Lo scorso giugno l’Ue ha concesso lo status di candidato all’Ucraina e alla Moldova e durante la corsa al Consiglio europeo, Austria, Slovenia e altri hanno sostenuto che l’Ue includesse anche la Bosnia-Erzegovina. Ma nulla si è concretizzato. La Bosnia-Erzegovina è ancorata ai termini degli Accordi di Dayton, che divisero il paese nel 1995 in un’entità bosniaco-croata, chiamata Federazione di Bosnia ed Erzegovina e un’entità a maggioranza serba, chiamata Republika Srpska.
Scenari possibili
Preoccupazioni sull’esito e sul processo elettorale sono state espresse dal presidente della Repubblica di Croazia, Zoran Milanović: “Ho invitato Christian Schmidt, l’alto rappresentante al vertice della Nato, a usare i suoi poteri e imporre cambiamenti questo giugno. Due settimane dopo, è uscito con una proposta che ho valutato come troppo tardiva, ma gradita. Ciò che Plenković sta dicendo non è vero. Devo sottolineare i fatti: dopo 10 anni di inattività, puntare il dito non aiuta”, ha detto Milanović. Ha sottolineato che la Croazia “non è riuscita” a fornire assistenza alla Bosnia ed Erzegovina e ha aggiunto di aver fatto tutto il possibile.

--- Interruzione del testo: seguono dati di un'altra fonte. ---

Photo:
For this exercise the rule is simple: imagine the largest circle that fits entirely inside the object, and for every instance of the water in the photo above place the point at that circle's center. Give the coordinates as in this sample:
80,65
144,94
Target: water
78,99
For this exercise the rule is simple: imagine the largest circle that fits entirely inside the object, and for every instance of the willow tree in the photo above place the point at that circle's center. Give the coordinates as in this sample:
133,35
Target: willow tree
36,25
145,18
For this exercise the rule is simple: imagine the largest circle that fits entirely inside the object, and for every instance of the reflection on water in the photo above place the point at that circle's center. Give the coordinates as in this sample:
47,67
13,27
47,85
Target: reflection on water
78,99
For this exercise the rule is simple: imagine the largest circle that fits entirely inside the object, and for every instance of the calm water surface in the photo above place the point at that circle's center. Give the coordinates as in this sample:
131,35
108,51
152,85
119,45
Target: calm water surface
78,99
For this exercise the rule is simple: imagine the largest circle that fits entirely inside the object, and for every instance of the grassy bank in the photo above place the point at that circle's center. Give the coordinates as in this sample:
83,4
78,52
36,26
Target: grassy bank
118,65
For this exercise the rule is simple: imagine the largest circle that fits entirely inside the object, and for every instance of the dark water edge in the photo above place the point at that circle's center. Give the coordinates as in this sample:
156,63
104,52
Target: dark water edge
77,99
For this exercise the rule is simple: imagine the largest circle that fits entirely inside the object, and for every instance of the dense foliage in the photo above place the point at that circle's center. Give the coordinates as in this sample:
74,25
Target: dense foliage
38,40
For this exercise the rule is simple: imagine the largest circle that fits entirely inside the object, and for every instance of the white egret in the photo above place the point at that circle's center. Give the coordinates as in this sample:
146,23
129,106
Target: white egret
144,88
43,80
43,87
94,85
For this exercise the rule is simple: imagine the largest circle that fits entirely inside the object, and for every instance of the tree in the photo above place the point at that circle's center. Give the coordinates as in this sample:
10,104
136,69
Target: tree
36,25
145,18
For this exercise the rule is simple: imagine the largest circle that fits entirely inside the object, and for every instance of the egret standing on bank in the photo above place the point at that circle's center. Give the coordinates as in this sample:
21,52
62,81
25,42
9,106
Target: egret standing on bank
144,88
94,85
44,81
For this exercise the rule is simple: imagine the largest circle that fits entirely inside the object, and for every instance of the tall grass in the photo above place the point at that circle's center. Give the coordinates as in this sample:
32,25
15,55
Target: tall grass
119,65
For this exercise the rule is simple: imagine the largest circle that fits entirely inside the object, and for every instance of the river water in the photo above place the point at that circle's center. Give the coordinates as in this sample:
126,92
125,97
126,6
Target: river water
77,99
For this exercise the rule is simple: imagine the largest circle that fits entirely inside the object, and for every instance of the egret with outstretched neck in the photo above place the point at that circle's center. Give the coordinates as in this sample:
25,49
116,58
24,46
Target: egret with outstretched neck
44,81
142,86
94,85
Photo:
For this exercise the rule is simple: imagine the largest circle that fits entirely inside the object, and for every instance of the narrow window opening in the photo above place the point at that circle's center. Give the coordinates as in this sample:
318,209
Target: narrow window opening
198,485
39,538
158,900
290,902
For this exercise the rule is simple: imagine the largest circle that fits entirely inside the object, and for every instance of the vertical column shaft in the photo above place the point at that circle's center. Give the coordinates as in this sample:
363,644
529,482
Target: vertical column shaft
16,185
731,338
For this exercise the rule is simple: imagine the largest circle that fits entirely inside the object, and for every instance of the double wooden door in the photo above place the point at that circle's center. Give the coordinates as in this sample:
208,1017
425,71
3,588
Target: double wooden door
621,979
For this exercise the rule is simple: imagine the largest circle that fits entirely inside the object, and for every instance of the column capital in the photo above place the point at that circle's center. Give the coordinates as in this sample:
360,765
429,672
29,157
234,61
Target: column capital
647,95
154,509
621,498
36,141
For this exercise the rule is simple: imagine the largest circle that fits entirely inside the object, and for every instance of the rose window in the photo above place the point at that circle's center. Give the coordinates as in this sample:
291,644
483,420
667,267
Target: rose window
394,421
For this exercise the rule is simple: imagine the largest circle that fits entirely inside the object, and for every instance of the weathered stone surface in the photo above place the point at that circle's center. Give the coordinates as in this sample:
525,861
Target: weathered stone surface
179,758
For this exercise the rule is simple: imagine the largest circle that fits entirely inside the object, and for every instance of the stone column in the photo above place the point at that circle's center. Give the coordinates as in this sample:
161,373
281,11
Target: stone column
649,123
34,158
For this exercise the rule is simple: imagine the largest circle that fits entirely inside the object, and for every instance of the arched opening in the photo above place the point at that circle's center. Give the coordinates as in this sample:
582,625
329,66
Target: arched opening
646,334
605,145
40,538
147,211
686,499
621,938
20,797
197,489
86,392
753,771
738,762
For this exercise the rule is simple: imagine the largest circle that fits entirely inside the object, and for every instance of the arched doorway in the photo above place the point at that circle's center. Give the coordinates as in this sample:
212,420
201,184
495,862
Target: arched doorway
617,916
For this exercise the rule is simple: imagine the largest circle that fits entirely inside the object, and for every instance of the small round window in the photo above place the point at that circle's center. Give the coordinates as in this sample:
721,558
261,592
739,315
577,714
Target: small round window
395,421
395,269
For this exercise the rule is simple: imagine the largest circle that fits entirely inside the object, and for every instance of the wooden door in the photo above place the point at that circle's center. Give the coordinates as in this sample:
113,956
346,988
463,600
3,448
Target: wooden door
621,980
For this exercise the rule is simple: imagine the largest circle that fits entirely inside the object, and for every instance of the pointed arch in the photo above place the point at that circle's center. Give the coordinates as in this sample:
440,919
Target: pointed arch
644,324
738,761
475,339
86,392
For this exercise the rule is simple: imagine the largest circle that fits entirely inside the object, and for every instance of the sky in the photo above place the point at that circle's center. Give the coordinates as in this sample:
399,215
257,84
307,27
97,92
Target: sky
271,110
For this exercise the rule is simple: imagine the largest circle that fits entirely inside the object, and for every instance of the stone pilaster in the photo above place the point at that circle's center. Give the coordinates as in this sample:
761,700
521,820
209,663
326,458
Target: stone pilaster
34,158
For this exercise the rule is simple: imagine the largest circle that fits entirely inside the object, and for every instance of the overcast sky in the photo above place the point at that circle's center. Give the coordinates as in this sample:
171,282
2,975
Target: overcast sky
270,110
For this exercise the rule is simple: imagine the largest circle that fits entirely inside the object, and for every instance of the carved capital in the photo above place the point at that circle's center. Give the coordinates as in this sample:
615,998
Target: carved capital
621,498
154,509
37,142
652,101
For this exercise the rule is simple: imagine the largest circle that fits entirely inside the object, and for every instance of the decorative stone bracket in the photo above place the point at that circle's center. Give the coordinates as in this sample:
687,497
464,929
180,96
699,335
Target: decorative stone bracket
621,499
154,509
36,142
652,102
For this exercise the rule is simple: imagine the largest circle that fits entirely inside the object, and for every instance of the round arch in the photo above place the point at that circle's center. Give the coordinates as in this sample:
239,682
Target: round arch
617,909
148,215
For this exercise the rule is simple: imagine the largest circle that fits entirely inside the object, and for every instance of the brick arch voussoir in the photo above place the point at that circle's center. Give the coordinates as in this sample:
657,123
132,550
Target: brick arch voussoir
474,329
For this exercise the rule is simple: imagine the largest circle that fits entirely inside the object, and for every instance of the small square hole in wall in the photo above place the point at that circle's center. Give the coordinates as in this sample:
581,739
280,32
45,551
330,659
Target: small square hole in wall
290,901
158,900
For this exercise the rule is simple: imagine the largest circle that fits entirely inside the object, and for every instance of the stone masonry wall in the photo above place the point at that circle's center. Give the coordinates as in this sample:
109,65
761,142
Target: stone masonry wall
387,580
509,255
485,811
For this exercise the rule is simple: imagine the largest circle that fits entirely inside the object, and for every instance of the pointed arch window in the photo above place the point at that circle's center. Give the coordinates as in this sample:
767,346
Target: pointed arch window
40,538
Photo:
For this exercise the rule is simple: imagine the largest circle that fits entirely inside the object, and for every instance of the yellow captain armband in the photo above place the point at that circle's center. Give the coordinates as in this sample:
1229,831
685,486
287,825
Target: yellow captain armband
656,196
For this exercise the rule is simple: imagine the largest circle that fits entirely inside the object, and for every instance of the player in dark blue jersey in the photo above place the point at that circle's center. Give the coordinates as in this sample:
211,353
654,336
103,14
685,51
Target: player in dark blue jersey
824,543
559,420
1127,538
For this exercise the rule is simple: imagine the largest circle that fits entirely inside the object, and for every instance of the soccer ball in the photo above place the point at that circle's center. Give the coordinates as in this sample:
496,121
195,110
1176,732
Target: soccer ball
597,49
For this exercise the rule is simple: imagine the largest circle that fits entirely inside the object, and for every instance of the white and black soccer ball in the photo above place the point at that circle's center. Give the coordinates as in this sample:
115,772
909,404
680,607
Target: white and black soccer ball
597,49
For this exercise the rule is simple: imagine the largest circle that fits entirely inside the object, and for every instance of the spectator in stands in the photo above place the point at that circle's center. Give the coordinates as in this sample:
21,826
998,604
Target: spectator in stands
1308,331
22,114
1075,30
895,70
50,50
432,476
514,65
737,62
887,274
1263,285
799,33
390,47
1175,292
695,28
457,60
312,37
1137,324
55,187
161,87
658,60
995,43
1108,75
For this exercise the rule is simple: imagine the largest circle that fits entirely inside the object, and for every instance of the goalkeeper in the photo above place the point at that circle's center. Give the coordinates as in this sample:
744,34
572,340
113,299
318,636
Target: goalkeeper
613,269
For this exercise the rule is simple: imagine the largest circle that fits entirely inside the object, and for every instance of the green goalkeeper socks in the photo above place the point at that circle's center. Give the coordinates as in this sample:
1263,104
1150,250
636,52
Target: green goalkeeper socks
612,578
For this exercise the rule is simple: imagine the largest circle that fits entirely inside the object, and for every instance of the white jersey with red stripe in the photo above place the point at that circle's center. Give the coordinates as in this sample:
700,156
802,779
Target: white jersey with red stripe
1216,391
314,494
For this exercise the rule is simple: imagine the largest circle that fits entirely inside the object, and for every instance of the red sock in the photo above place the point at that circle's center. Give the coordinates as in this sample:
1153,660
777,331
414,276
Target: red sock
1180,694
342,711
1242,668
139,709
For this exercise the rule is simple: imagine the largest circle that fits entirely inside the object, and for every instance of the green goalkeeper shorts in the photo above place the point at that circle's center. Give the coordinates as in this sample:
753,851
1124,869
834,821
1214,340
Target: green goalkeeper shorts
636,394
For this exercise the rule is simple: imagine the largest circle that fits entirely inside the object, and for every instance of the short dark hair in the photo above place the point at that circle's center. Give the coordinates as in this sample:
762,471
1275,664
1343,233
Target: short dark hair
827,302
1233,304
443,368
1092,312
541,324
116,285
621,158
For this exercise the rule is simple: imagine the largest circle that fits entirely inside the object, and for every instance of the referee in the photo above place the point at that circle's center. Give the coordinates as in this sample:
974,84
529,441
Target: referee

In campo anche Recep Tayyip Erdogan, critico verso Christian Schmidt, l’alto rappresentante per la Bosnia Erzegovina, che ha tentato controverse modifiche alla legge elettorale prima delle elezioni parlamentari. Ankara intende incunearsi nelle difficoltà che Bruxelles sta trovando sulla strada dell’allargamento e punta a cogliere più opportunità. Lo dimostra la volontà di mediare tra i leader bosniaci, croati e serbi nel tentativo di porre fine allo stallo in Bosnia-Erzegovina. I colloqui potrebbero tenersi a Istanbul.